Cuando la multitud hoy muda, resuene como océano.

Louise Michel. 1871

¿Quién eres tú, muchacha sugestiva como el misterio y salvaje como el instinto?

Soy la anarquía


Émile Armand

domingo, junio 12

¿Libertad?


Lo más espeluznante de estas sociedades posmodernas, que sufrimos, para bien o para mal, resulta en la pobre o nula consciencia acerca del concepto de libertad que podemos observar en el común de los mortales. Así, bajo la apariencia de una sociedad libre (liberal, dicen), basada en el consumo más atroz y en el sálvese quien pueda, es difícil comprender que tan pocos seres humanos sean conscientes de lo frágiles y determinados que somos. El libre albedrío, a poco que hagamos el esfuerzo de indagar, aparece como una fantasía reduccionista fruto de una tradición religiosa que deberíamos relegar a los museos de historia. Necio es el que no comprenda que la libertad humana es algo, tan complejo, como apasionante, y que la vida social está sujeta a excesivos condicionantes, máxime en una sociedad que, a pesar de los que aseguren lo contrario, sigue estando jerarquizada y sujeta a demasiados intereses de unos pocos. El que no ponga en cuestión sus actos y creencias, el que elija la vía de alienación del tipo que fuere y adopte la solución fácil del consuelo y la creencia, resulta en alguien más bien papanatas, intelectualmente pobre e indubitablemente determinado.

Uno de los factores que hizo fascinarme por las ideas libertarias fue, precisamente, su compleja concepción filosófica de la libertad; por supuesto, la misma va unida a una elevada conciencia moral en pos de una siempre agradecible solidaridad social, lo cual contradice solo en apariencia mi tendencia personal algo nihilista (uno es tan complejo como contradictorio).

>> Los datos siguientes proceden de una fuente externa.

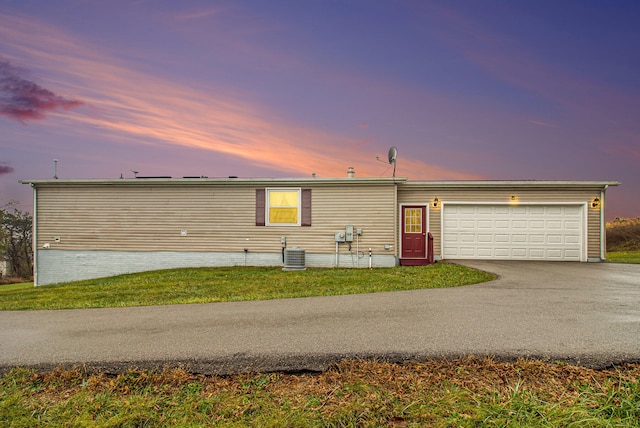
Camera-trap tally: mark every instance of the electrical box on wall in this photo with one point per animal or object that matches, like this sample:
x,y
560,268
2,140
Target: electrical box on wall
x,y
348,235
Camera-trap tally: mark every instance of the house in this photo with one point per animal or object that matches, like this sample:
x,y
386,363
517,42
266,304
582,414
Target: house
x,y
93,228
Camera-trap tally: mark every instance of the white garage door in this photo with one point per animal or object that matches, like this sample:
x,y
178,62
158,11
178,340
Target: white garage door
x,y
523,232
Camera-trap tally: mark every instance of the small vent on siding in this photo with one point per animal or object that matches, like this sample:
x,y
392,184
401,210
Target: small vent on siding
x,y
294,259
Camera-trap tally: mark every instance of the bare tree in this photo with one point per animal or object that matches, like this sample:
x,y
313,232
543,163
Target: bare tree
x,y
16,235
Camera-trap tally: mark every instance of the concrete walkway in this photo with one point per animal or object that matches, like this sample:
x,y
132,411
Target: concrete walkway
x,y
586,314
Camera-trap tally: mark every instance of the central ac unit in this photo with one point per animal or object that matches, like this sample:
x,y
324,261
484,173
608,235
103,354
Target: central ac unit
x,y
294,259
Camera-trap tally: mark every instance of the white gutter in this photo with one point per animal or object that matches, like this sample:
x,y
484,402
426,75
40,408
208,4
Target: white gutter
x,y
35,236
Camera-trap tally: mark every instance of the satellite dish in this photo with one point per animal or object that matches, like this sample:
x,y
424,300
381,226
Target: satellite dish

Bien es cierto que, para conquistar razonablemente esa libertad hay que ser muy conscientes de lo moldeados que estamos por el entorno social y los buenos de los ácratas insistieron en ello, aunque sorteando siempre el entero determinismo. Y es que el paso del tiempo, con el desarrollo posmoderno de la tecnología, internet y las redes sociales, junto al constante y nocivo juego de la sociedad del espectáculo, donde colocan permanentemente imágenes delante de nuestros ojos para impedirnos acceder a una realidad concreta, no ha hecho más que exacerbar esa situación. El mito del libre albedrío, heredado de la tradición monoteísta para justificar la recompensa o el castigo de esa fantasía perniciosa llamada Dios (la suprema de las creencias y la más feroz de las alienaciones), desgraciadamente, forma parte de nuestro acervo cultural; las personas, por lo general, creen actuar libremente, sin apenas espacio para la crítica, la reflexión y la siempre necesaria autocrítica.

No, no somos nunca enteramente libres y, si un número razonable de personas empezara a comprender eso, tal vez supusiera una auténtica revolución cultural. Yo mismo, en mi visión general de la vida, e incluso cuando escribo estás densas líneas, sobradas de lucidez, me veo condicionado seguramente por mi naturaleza escéptica, mi talante cínico y mi ya mencionada dosis de nihilismo. Por otra parte, de forma obvia, nuestra libertad está más que determinada por nuestro conocimiento de las cosas, así como por el entorno cultural donde nos desenvolvemos; hoy, donde supuestamente hay una acceso ilimitado a la información, hay sin embargo más manipulación que nunca y una extendida desidia intelectual y moral para tratar de acercarnos a la verdad. Ya Eric Fromm nos advirtió, en aquella memorable obra, sobre el miedo a la libertad hace décadas, aunque se refería sobre todo a una época con la permanente amenaza de sistemas totalitarios; en la actualidad, en sociedades supuestamente liberales, pero en los que el autoritarismo presenta perfiles más sutiles (no lo olvidemos), existe también una permanente entrega de la potestad individual en nombre de no se sabe muy bien qué, si del consuelo, la pereza, la mera estupidez o el papanatismo más elemental. De momento, como no tenemos otra cosa que hacer, seguiremos presentando batalla cultural y creando focos de resistencia; ello, también, para zarandear a todos esos peculiares elementos que, no solo no se hacen preguntas ni muestran el mínimo asomo de pensamiento crítico, sino que encima, los muy tarugos, se creen totalmente libres.